Surface pressure-dependent cross-modulation of sphingomyelinase and phospholipase A2 in monolayers.

We investigated the ways in which phospholipase A2 and sphingomyelinase are mutually modulated at lipid interfaces. The activity of one enzyme is affected by its own reaction products and by substrates and products of the other enzyme; all this depends differently on the lateral surface pressure. Ceramide inhibits both the sphingomyelinase activity rate and the extent of degradation, and decreases the lag time at all surface pressures. Dilauroyl- and dipalmitoylphosphatidylcholine, the substrates of phospholipase A2 (PLA2), do not affect sphingomyelinase activity. The products of PLA2, palmitic acid and lysopalmitoylphosphatidylcholine, strongly enhance and shift to high surface pressures the activity optimum and the cutoff point of sphingomyelinase.
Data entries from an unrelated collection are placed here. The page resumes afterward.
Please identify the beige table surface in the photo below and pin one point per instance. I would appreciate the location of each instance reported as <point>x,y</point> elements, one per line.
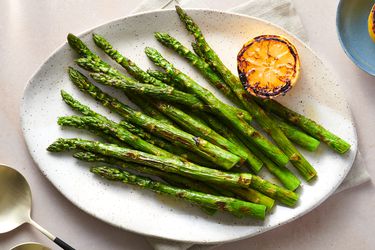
<point>31,30</point>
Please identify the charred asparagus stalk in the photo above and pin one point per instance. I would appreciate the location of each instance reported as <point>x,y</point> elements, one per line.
<point>204,148</point>
<point>296,158</point>
<point>143,76</point>
<point>291,132</point>
<point>234,206</point>
<point>92,62</point>
<point>284,175</point>
<point>163,163</point>
<point>219,108</point>
<point>309,126</point>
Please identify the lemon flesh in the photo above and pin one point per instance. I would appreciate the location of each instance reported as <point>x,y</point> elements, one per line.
<point>268,66</point>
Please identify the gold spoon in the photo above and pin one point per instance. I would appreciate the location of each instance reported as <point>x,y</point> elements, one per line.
<point>30,246</point>
<point>15,204</point>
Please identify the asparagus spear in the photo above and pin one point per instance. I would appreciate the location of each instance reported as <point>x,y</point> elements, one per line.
<point>291,132</point>
<point>296,158</point>
<point>219,108</point>
<point>175,148</point>
<point>130,66</point>
<point>163,163</point>
<point>198,128</point>
<point>204,148</point>
<point>199,63</point>
<point>111,128</point>
<point>246,194</point>
<point>168,177</point>
<point>295,135</point>
<point>236,207</point>
<point>143,76</point>
<point>309,126</point>
<point>93,62</point>
<point>161,76</point>
<point>175,165</point>
<point>284,175</point>
<point>253,163</point>
<point>254,196</point>
<point>166,93</point>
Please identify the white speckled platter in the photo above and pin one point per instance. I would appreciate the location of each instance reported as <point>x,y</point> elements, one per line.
<point>317,95</point>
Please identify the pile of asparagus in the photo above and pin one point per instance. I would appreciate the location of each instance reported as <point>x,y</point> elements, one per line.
<point>198,148</point>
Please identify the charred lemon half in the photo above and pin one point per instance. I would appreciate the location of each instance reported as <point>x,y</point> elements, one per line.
<point>268,65</point>
<point>371,23</point>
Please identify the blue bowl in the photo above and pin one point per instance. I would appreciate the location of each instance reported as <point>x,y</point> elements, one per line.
<point>351,22</point>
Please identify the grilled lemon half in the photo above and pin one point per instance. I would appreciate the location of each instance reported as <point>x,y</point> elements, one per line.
<point>268,65</point>
<point>371,23</point>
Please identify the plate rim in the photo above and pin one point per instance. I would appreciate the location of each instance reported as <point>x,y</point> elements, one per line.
<point>262,230</point>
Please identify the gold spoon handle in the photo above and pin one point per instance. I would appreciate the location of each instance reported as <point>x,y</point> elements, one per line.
<point>55,239</point>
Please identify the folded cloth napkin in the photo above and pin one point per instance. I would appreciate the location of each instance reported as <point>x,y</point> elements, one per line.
<point>282,13</point>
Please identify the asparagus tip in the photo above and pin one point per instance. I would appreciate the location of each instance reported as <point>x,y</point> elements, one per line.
<point>59,145</point>
<point>85,156</point>
<point>107,172</point>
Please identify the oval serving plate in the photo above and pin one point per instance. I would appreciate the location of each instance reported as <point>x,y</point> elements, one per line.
<point>316,95</point>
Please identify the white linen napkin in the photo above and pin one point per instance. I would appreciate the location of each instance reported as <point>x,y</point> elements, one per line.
<point>282,13</point>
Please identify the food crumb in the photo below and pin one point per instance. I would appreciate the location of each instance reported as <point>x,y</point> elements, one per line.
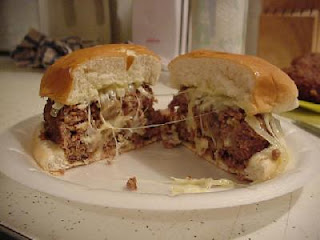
<point>132,184</point>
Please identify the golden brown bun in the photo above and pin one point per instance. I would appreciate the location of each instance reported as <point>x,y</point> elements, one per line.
<point>254,84</point>
<point>79,76</point>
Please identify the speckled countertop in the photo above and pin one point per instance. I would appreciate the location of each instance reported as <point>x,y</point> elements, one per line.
<point>38,215</point>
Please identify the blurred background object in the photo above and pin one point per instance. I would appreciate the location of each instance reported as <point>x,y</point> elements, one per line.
<point>288,29</point>
<point>88,20</point>
<point>276,30</point>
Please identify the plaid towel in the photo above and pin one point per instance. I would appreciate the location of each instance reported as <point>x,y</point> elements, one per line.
<point>37,50</point>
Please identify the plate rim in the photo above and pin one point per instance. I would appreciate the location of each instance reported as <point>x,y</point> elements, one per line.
<point>163,202</point>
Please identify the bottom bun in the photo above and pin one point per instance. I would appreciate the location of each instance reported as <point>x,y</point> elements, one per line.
<point>51,157</point>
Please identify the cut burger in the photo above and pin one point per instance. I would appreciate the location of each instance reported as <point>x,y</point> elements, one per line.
<point>98,100</point>
<point>226,102</point>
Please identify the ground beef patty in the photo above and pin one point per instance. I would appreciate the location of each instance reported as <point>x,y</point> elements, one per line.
<point>224,134</point>
<point>305,72</point>
<point>69,128</point>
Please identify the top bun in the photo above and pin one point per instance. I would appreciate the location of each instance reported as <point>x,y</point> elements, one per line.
<point>250,82</point>
<point>78,76</point>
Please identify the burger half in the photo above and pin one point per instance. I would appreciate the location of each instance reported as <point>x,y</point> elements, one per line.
<point>94,96</point>
<point>224,111</point>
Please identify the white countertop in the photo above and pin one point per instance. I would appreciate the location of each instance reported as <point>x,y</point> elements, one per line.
<point>38,215</point>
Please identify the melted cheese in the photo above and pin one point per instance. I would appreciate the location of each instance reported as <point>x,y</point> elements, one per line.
<point>194,185</point>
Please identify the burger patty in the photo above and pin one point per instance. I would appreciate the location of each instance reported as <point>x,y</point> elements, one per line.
<point>305,72</point>
<point>222,134</point>
<point>69,128</point>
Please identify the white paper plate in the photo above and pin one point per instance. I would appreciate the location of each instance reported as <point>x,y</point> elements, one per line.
<point>103,184</point>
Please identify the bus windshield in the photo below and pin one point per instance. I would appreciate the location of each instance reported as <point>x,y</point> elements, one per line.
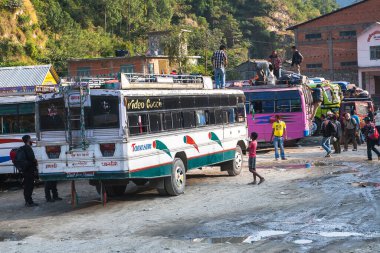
<point>17,118</point>
<point>103,113</point>
<point>274,101</point>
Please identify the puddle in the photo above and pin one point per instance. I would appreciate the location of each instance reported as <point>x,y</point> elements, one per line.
<point>366,184</point>
<point>302,241</point>
<point>11,236</point>
<point>258,236</point>
<point>284,167</point>
<point>340,234</point>
<point>264,234</point>
<point>340,172</point>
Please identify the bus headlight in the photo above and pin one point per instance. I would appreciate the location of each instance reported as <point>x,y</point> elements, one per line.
<point>53,152</point>
<point>107,149</point>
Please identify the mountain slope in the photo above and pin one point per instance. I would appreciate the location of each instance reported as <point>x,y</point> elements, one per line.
<point>50,31</point>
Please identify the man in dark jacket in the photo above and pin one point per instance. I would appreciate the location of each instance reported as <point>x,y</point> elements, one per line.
<point>317,93</point>
<point>28,171</point>
<point>296,60</point>
<point>328,131</point>
<point>369,130</point>
<point>338,135</point>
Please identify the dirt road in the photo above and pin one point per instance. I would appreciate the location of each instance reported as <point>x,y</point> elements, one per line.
<point>307,204</point>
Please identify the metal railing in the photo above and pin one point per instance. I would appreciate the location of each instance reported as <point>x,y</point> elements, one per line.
<point>153,78</point>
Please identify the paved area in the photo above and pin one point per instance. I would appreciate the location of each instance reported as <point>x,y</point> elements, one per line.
<point>307,204</point>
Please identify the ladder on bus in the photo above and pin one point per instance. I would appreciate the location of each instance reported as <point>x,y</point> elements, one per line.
<point>76,114</point>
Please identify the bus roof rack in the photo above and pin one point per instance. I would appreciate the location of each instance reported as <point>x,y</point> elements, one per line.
<point>356,99</point>
<point>240,85</point>
<point>150,81</point>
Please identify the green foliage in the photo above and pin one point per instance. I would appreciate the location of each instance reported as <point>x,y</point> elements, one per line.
<point>93,28</point>
<point>11,4</point>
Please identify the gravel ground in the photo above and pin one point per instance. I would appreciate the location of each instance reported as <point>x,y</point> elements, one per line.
<point>307,204</point>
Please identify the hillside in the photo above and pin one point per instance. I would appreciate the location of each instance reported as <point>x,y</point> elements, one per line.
<point>50,31</point>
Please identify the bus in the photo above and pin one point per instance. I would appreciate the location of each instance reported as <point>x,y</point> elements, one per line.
<point>332,97</point>
<point>147,130</point>
<point>293,104</point>
<point>17,118</point>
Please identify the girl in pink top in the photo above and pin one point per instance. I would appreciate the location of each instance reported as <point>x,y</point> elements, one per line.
<point>252,158</point>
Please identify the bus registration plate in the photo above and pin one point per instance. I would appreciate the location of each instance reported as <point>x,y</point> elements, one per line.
<point>80,159</point>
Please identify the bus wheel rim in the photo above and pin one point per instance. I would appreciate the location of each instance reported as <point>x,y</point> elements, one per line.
<point>238,160</point>
<point>179,176</point>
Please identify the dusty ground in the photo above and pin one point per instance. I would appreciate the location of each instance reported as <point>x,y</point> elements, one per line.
<point>324,208</point>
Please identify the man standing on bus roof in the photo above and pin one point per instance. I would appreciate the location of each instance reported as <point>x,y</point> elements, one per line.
<point>219,62</point>
<point>279,131</point>
<point>317,94</point>
<point>296,60</point>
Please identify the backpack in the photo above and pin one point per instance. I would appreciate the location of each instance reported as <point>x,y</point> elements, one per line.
<point>19,161</point>
<point>374,134</point>
<point>317,95</point>
<point>334,128</point>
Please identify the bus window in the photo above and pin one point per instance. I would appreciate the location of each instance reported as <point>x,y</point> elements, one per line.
<point>105,111</point>
<point>230,116</point>
<point>26,117</point>
<point>177,120</point>
<point>362,109</point>
<point>27,123</point>
<point>52,114</point>
<point>211,117</point>
<point>188,119</point>
<point>201,118</point>
<point>138,124</point>
<point>283,106</point>
<point>329,95</point>
<point>187,102</point>
<point>155,122</point>
<point>263,106</point>
<point>219,117</point>
<point>292,94</point>
<point>295,105</point>
<point>239,114</point>
<point>168,122</point>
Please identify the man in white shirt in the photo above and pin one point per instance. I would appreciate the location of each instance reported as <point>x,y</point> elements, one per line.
<point>377,119</point>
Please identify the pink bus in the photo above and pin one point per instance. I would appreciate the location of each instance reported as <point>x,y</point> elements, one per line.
<point>293,104</point>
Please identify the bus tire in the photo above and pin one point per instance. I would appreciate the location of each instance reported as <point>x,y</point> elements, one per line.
<point>234,166</point>
<point>113,190</point>
<point>162,192</point>
<point>175,184</point>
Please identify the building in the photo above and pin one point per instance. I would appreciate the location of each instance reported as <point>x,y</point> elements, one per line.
<point>154,62</point>
<point>369,60</point>
<point>329,42</point>
<point>24,79</point>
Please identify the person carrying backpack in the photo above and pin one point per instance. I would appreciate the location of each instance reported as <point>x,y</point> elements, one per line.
<point>338,135</point>
<point>26,163</point>
<point>328,131</point>
<point>296,60</point>
<point>317,94</point>
<point>372,136</point>
<point>350,127</point>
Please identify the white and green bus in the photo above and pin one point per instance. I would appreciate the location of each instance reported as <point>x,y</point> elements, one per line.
<point>148,130</point>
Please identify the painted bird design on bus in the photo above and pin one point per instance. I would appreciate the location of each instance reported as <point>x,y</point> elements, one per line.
<point>161,146</point>
<point>212,136</point>
<point>188,140</point>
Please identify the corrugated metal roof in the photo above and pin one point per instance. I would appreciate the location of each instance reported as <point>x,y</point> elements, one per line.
<point>25,76</point>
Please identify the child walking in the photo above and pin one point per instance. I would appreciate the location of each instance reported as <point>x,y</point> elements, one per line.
<point>252,158</point>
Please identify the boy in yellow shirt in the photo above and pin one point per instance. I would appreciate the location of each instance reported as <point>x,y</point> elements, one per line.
<point>279,131</point>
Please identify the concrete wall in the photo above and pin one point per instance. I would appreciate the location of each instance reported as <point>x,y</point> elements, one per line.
<point>349,76</point>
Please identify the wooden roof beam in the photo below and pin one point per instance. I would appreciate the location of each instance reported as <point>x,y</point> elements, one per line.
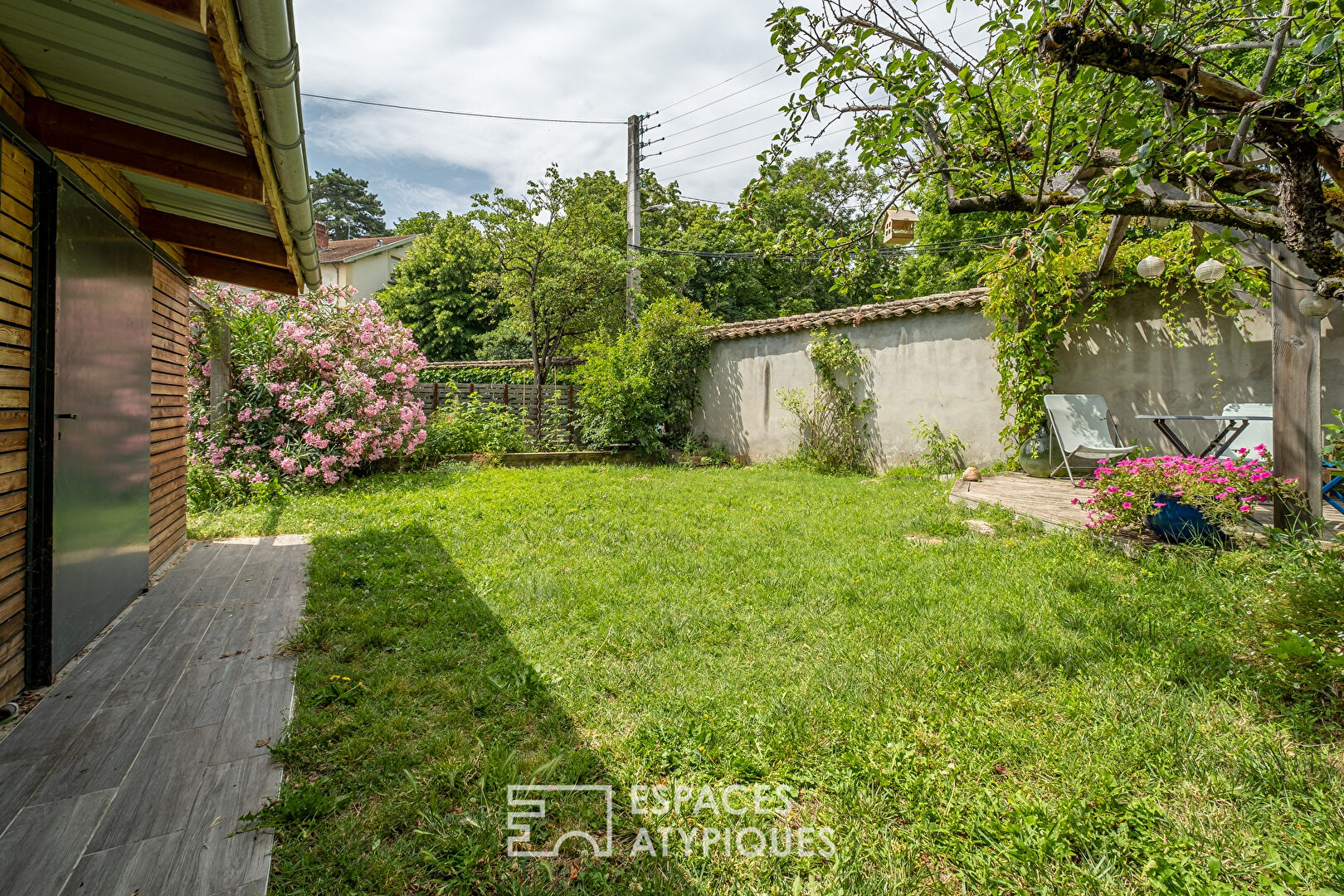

Palmitic acid also shifts to high surface pressures the cut-off point of PLA2 activity. Sphingomyelin strongly inhibits PLA2 at surface pressures above 5 mN/m, while ceramide shifts the cut-off point and the activity optimum to high surface pressures. The sphingolipids increase the lag time of PLA2 at low surface pressures. Both phosphohydrolytic pathways involve different levels of control on precatalytic steps and on the rate of activity that appear independent on specific alterations of molecular packing and surface potential. The mutual lipid-mediated interfacial modulation between both phosphohydrolytic pathways indicates that phospholipid degradation may be self-amplified or dampened depending on subtle changes of surface pressure and composition.